C’è poi un desiderio nel cuore di don Giovanni: “Spero che Papa Francesco torni a visitarci presto“. Il Pontefice argentino ha già fatto visita alla parrocchia dell’aeroporto a febbraio 2019, poco prima di partire per Abu Dhabi (leggi qui): “Quel giorno lo ricordo benissimo. Il Papa arrivò stanco, col viso segnato dalla stanchezza. Ma sceso dalla macchina, nell’abbracciare i clochard il suo viso tornò raggiante. Un sorriso così non lo aveva mai visto. Visitò la struttura, il dormitorio, la cucina. E disse due frasi che credo dovrei far incidere su una targa: ‘Grazie, grazie. Questo è quello che i voglio’. E per me e i volontari quelle parole sono state il sigillo sul nostro operato. Anche perché il nostro è un servizio normale. E’ il luogo che è straordinario”.

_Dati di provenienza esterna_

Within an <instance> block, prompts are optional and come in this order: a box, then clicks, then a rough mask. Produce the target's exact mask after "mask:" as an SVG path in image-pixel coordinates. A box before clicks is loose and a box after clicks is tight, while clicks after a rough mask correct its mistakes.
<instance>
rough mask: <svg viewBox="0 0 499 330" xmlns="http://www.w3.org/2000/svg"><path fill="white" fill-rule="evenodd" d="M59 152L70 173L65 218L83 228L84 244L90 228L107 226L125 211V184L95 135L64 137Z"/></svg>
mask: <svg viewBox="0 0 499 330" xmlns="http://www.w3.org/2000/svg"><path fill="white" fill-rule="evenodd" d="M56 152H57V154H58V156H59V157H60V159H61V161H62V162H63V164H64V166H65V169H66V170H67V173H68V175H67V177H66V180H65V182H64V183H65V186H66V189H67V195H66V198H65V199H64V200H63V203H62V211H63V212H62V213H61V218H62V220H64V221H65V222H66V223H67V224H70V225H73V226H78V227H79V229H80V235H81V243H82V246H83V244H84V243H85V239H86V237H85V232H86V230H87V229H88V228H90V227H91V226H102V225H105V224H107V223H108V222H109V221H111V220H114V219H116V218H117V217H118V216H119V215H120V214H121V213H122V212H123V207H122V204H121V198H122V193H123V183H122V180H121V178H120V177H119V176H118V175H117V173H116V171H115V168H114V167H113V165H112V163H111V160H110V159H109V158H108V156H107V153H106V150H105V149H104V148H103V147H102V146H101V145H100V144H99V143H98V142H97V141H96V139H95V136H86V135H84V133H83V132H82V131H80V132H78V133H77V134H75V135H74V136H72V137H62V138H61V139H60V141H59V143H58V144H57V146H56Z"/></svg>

Il mio desiderio è che non si limiti però a una visita-lampo. Vorrei che si intrattenesse con gli ospiti, che parli con loro. Sarebbe bello se prima della fine del Giubileo Lauretano prolungato (leggi qui), venisse nella nuova cappella che si sta realizzando al Terminal 1 per pregare magari il Vespro proprio nella festa della Madonna di Loreto (festa che si celebra ogni anno il 10 dicembre, ndr). Noi lo attendiamo a braccia aperte“.